L’ESSENCE, SA GENESE
✦ Quel est ton parcours et quel a été le déclic qui t’a amenée à l’art et à la création ?
J’ai commencé par travailler dans la photographie où le principe de base est l’observation et la compréhension de la lumière. Après plusieurs années de photo commerciale, j’ai aspiré à un changement, j’ai voyagé pendant un certain temps durant lequel j’ai pu faire le point. J’ai toujours été attirée par les travaux manuels et je me suis naturellement tournée vers la tapisserie. J’ai donc suivi une reconversion à la Bonne graine et me suis mise à mon compte.
✦ Quel médium t’inspire le plus ?
Lorsque je me suis reconvertie en tapisserie d’ameublement, j’ai rapidement été attirée par les techniques annexes que sont le paillage et le cannage. J’ai aimé la liberté de création que ces procédés peuvent offrir.
Je m’en suis approchée de manière autodidacte et en utilisant de la corde de coton ciré en place de paille ou de rotin.
La corde me permet d’obtenir des formes ciselées et définies dans mes travaux monochromes par des jeux d’ombre et de lumière dont j’apprécie la subtilité.
✦ Quel est ton processus de création ?
Il y a tout d’abord les dessins des structures que je réalise en collaboration avec un ébéniste, Grégoire Chandon, puis la réalisation de prototypes.
En ce qui concerne les motifs tissés, je les croque très rapidement et j’affine le dessin et les proportions directement en cordant sur une structure.
Il y a en général pas mal de tests avant d’arriver au résultat final. Je fais et défais beaucoup!
J’utilise une agrafeuse main et des aiguilles à capitonner, donc peu d’outils.
✦ D’où vient ton inspiration ?
Je n’ai pas d’inspiration particulière mais j’aime observer les formes un peu partout, que ce soit dans la nature ou dans l’architecture.
✦ Décris-nous ton atelier, quel est ton environnement de travail et dans quelles conditions aimes-tu créer ?
J’ai un atelier consacré à la tapisserie avant tout dans un grand espace partagé. J’y suis très bien pour mes travaux de restauration, en revanche pour ce qui est de la création, je préfère travailler chez moi au calme en ayant la possibilité de rester concentrée et de travailler même tard la nuit.
SES INFLUENCES
✦ Quelle œuvre d’art choisirais-tu pour t’accompagner toute la vie ?

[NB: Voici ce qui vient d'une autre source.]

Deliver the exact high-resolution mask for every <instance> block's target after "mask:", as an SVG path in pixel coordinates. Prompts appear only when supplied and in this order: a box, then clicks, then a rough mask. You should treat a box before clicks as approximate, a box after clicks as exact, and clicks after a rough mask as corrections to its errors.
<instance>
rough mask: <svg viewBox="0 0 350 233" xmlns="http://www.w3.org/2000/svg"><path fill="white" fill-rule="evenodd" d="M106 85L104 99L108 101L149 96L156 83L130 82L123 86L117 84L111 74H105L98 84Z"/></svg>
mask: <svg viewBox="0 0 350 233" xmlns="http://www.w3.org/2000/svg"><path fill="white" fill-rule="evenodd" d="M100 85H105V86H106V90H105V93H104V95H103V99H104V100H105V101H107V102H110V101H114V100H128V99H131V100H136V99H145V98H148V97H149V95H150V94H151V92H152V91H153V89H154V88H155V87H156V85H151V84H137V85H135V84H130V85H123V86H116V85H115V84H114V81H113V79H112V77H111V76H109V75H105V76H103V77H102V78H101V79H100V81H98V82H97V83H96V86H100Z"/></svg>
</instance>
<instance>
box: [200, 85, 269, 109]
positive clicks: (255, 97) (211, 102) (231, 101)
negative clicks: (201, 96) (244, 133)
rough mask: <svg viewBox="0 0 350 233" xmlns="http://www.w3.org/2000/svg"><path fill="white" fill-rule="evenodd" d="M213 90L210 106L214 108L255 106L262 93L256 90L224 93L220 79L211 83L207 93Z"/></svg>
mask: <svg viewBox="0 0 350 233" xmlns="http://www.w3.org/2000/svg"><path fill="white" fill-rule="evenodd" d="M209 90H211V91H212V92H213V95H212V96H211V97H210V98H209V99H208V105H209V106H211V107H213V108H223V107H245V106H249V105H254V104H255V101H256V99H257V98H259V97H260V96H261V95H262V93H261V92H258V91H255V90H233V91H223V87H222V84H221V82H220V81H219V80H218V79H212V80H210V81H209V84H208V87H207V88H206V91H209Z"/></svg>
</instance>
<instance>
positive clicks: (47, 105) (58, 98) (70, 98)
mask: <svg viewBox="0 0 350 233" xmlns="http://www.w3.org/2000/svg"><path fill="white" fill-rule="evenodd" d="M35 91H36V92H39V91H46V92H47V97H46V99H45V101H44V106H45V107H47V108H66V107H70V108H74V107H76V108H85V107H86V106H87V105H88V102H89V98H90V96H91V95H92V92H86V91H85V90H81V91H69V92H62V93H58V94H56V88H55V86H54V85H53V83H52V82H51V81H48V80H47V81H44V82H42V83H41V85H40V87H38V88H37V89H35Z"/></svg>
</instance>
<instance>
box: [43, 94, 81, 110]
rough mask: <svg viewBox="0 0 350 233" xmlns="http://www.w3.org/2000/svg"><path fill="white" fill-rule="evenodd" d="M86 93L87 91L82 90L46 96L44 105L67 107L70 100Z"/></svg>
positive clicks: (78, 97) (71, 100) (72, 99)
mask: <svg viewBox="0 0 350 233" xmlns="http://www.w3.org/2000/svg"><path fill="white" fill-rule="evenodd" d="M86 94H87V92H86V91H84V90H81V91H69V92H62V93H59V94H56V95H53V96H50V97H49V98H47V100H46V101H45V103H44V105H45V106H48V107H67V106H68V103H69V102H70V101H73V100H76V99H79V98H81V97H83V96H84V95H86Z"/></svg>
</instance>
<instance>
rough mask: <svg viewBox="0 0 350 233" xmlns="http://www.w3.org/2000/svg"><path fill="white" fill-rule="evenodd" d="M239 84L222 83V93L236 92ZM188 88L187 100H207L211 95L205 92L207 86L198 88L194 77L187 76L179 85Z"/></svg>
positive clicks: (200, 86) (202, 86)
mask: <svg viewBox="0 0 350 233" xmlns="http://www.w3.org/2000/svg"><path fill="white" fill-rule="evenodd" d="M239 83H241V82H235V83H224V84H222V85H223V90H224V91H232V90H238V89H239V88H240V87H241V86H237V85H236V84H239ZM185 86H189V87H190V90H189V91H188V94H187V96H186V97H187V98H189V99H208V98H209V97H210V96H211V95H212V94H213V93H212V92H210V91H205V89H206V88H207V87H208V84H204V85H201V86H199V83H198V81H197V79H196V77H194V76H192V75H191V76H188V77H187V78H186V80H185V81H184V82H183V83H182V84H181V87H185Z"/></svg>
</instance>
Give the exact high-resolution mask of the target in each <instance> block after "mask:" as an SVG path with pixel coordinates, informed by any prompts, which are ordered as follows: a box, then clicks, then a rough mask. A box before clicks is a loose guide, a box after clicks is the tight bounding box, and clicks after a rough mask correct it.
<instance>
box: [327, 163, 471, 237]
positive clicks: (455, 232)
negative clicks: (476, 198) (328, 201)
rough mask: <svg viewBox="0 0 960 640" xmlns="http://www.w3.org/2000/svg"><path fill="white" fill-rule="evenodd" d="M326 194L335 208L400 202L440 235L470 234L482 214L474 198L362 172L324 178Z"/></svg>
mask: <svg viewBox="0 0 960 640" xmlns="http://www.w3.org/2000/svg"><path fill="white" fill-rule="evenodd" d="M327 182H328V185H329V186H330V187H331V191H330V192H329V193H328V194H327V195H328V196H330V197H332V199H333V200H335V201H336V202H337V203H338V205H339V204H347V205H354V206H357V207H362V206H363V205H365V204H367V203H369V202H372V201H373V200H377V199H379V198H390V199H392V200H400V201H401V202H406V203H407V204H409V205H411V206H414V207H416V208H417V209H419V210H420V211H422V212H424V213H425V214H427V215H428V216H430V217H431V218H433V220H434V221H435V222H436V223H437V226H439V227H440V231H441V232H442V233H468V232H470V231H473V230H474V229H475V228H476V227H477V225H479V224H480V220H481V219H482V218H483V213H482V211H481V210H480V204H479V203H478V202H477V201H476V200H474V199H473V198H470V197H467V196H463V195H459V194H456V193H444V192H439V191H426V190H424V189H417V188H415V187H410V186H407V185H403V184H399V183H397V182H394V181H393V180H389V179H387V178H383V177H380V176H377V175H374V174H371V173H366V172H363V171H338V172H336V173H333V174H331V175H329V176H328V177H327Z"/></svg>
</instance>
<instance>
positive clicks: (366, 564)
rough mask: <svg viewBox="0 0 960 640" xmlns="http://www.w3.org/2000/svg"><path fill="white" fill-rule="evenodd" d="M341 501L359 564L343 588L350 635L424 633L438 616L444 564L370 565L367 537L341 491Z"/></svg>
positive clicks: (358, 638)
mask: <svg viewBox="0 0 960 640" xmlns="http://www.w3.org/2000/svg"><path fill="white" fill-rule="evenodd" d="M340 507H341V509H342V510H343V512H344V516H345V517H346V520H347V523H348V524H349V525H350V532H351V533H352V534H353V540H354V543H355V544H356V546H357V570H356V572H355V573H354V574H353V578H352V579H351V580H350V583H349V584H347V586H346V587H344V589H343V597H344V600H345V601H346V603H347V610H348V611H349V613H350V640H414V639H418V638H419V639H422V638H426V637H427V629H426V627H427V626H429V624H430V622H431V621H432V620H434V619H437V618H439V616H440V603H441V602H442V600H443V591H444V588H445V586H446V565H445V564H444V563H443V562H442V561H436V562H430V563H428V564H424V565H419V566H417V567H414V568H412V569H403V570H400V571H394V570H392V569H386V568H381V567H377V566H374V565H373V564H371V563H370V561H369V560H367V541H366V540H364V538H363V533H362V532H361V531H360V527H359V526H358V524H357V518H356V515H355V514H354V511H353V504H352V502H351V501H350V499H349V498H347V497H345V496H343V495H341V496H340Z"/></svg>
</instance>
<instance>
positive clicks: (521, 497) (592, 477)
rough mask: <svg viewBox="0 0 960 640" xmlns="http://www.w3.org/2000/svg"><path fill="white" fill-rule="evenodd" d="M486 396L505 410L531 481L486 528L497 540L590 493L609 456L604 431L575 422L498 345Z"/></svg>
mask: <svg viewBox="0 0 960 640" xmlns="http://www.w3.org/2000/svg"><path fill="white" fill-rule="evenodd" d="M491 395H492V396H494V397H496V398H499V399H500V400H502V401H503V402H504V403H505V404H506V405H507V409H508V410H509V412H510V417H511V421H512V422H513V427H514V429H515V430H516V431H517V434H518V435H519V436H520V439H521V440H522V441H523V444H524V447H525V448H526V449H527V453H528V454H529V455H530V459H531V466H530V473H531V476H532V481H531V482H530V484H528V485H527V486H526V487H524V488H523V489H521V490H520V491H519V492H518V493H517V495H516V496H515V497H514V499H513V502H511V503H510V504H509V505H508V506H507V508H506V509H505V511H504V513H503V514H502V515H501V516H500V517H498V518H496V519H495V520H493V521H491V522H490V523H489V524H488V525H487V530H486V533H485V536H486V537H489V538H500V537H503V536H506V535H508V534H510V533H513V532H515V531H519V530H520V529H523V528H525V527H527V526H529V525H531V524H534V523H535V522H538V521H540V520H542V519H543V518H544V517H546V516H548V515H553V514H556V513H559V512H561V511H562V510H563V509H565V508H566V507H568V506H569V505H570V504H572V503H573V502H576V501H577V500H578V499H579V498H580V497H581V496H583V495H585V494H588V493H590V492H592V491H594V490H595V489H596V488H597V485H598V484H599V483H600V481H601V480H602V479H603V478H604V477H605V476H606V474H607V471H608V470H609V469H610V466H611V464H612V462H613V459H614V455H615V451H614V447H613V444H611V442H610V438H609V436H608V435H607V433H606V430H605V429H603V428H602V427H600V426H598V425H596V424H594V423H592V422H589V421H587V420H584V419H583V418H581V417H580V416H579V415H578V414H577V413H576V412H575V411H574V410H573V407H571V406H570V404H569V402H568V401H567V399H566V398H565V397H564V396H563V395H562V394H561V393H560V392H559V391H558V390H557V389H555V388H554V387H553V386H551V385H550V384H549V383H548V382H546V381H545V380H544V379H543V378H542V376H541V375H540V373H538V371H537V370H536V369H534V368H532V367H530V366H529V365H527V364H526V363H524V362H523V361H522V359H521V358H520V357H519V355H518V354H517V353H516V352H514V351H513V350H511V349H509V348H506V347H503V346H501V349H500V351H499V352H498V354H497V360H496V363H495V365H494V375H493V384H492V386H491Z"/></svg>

C’est une question compliquée. Possiblement un tirage de Chema Madoz, un photographe espagnol dont j’adore le travail. Une production à la chambre de très grande qualité et un univers onirique.

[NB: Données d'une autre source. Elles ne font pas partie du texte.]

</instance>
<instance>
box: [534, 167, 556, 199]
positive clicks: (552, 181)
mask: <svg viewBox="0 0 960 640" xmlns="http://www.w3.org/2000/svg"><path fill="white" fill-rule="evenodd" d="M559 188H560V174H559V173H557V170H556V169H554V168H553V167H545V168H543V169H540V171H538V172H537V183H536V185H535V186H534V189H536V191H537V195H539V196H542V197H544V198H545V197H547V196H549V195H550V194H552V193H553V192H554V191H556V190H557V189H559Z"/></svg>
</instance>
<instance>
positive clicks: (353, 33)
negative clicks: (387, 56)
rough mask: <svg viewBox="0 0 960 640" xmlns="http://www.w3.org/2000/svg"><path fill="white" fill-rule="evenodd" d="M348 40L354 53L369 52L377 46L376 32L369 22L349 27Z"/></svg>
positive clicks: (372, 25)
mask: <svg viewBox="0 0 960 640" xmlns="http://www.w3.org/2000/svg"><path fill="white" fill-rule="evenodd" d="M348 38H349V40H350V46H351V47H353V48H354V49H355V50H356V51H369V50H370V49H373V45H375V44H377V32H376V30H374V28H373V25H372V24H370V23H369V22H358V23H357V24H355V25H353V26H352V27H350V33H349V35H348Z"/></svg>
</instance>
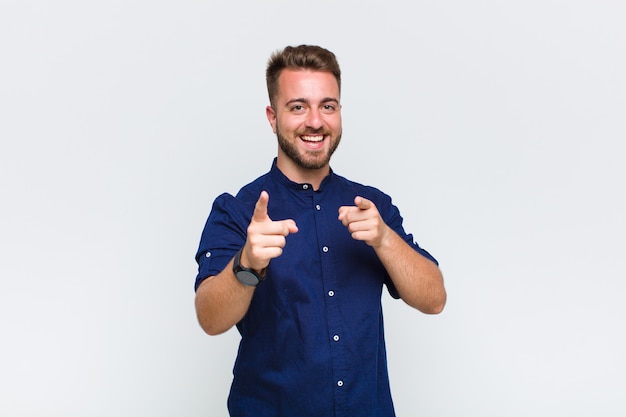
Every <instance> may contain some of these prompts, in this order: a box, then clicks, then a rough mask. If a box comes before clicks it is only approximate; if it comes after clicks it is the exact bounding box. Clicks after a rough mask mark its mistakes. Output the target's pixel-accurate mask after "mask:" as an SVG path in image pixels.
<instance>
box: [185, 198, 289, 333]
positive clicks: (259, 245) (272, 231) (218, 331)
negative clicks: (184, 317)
mask: <svg viewBox="0 0 626 417" xmlns="http://www.w3.org/2000/svg"><path fill="white" fill-rule="evenodd" d="M268 202H269V195H268V194H267V192H265V191H263V192H261V195H260V196H259V200H258V201H257V203H256V206H255V207H254V214H253V215H252V220H251V221H250V225H249V226H248V236H247V239H246V243H245V245H244V247H243V250H242V252H241V260H240V262H241V264H242V265H243V266H246V267H248V268H251V269H253V270H255V271H256V272H258V273H261V271H263V270H264V269H265V268H267V266H268V265H269V263H270V260H271V259H273V258H276V257H278V256H280V255H281V254H282V253H283V248H284V247H285V243H286V237H287V235H289V233H296V232H297V231H298V228H297V226H296V223H295V222H294V221H293V220H280V221H272V219H270V217H269V216H268V214H267V204H268ZM254 288H255V287H249V286H246V285H244V284H242V283H240V282H239V281H238V280H237V278H236V277H235V274H234V273H233V261H232V260H231V261H230V262H229V263H228V265H227V266H226V268H224V270H223V271H222V272H220V273H219V274H217V275H215V276H211V277H208V278H207V279H205V280H204V281H202V283H201V284H200V286H199V287H198V290H197V291H196V300H195V304H196V314H197V316H198V322H199V323H200V326H201V327H202V329H203V330H204V331H205V332H207V333H208V334H210V335H217V334H220V333H224V332H225V331H227V330H228V329H230V328H231V327H233V326H234V325H235V324H237V323H238V322H239V321H240V320H241V319H242V318H243V317H244V316H245V314H246V312H247V311H248V307H249V306H250V301H252V295H253V294H254Z"/></svg>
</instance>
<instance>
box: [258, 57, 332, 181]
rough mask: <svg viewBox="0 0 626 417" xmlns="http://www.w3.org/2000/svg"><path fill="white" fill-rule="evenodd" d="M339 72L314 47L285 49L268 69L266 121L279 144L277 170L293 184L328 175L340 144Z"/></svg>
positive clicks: (330, 59) (272, 59)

✦ Quelle est l’exposition, l’artiste ou l’œuvre qui t’a le plus émue ?
Toujours de la photographie, Francesca Woodman, une œuvre très intime.
✦ Une pièce de mobilier design qui te fait rêver ?

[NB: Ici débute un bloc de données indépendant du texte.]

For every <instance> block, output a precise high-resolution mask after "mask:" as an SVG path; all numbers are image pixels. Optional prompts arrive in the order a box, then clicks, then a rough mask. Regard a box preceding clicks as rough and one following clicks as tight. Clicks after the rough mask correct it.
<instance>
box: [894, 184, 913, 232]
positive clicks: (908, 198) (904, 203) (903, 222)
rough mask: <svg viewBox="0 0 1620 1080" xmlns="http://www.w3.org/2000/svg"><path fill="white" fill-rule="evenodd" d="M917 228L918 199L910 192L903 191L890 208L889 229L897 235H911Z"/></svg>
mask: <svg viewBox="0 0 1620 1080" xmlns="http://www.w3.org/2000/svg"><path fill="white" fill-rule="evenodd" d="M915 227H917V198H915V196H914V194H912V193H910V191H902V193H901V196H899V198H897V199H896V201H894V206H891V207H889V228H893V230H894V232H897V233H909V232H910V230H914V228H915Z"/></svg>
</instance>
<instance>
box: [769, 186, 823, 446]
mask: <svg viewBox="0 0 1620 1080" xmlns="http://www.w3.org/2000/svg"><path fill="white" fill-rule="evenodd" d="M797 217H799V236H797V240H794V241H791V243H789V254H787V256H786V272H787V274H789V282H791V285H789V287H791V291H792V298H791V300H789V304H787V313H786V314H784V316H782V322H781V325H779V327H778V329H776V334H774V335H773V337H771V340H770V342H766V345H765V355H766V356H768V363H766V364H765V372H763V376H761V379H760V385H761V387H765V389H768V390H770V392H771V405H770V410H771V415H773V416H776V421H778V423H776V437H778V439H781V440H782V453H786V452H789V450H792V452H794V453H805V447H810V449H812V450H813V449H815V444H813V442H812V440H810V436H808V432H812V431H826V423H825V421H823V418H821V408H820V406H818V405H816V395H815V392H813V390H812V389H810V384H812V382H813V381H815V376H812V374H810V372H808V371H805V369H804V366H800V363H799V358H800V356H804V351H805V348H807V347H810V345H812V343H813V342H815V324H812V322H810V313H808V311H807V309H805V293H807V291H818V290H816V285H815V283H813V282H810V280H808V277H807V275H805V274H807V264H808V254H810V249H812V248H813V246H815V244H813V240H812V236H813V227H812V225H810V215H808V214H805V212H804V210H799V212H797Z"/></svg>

À vrai dire je rêverais plutôt d’une pièce d’un artisan tel qu’André Charles Boulle. Il y avait un savoir-faire au XVIIème / XVIIIème siècle qui me fascine.
✦ Un endroit qui t’inspire et te ressource ?
L’océan.
✦ Une couleur de prédilection ?
Je n’en ai pas particulièrement.
LAST BUT NOT LEAST !
✦ Quelle est la journée type de Biombo ?
Très honnêtement je n’ai pas de journée type, j’ai des commandes très variées, c’est d’ailleurs ce qui me plaît.
✦ Avec ton expérience du monde de l’art, que dirais-tu à un artiste qui se lance aujourd’hui ?
Je ne pense pas être douée pour donner des conseils, et puis j’évolue davantage dans le monde de l’artisanat que de l’art. Je dirais qu’il faut être passionné en tout cas.
✦ Un accident d’atelier ou un imprévu qui s’est intégré à ta technique ?
Oui ça m’arrive ! Je fais vraiment beaucoup de prototypes et je n’en garde pas tant que ça.
✦ Des projets à venir ?
Oui toujours, une idée de cadre pour Biombo plus précisément en ce moment.